Not even considering the why or how, he started destroying everything he could see in the room that differed from the mirror’s reflection. A vase, a toy UFO, a plastic stick, a CD-ROM, and an umbrella.
But it still didn’t change anything.
It was then it noticed the purple candle in the corner. He walked over to it, a sudden inkling coming over him. Reaching into his jacket pocket he brought out a lighter, flicking a hungry blue flame into the air. He lit the candle and stepped back, a strange smell seeping into the air.
He jumped as the mirror behind him shattered, giant fragments of glass spilling onto the floor. He did it.
Gingerly stepping over the glass splinters, he headed into the next room.
THIS IS REALLY FUN!
I need to get out of here. I’ll come here for what I came for and then get out. This place wants to destroy me…
Krane walked down the dusty hallway, wiping the cobwebs away as they caught in his face. Coming to the end of the hallway he pushed the door open, not knowing what he would see.
The room was raining.
It was raining inside. The ceiling was pouring rain. There was no noise, and the water sunk into the ground the moment it touched the wooden floor.
Just like the blood.
He had to hurry. Pulling his hood over his head, he strode past the toys and drawings on the floor, noticing for the first time that this room was a child’s room.
A shard of ice spiked through his heart.
He walked over to the desk, his hands finding the two things he was looking for. The object, and the note.
He looked at the object, a slender talisman with a clouded jewel in the middle. It was strange to think that such a small piece of twisted, black metal had destroyed this entire town and everyone in it. But he had learned long ago not to be fooled by appearances. The more innocent something was, the more dangerous it was likely to be. He placed it in his pocket and then glanced at the note, the water splattering on the page and dripping to the floor, crying ink.

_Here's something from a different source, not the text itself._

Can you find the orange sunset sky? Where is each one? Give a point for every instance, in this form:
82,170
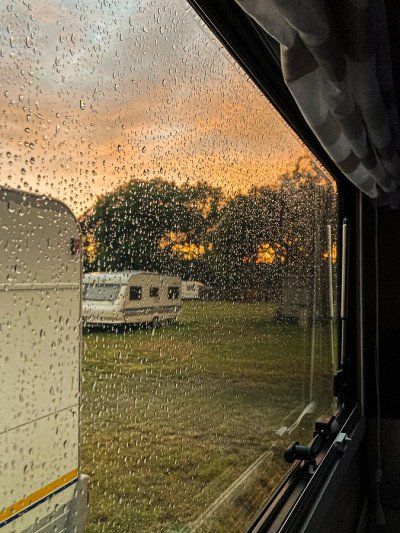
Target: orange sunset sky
95,92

I had to do it. I didn’t want to, but I did. No one understands what it’s like having this power. She found out about it. I had no choice. I’m sorry. It had to be done, and I would do it again, again, again, again, just to make sure no one finds out. But I’m done now. Whoever you are, you can have it. It’s twisted everything it touches beyond recognition and reality.
Don’t try to find me. You won’t. No one will. It has to be like this. That poor, poor little girl…why did she have to find out? This burden is mine to carry. But this one burden…her burden…it’s too much. I’m getting out of here.
God forgive me.
12th of June, 19—
4, Lamb Street, --------
Krane walked out of the house, out of the street, out of the town, with no one but the rain for company.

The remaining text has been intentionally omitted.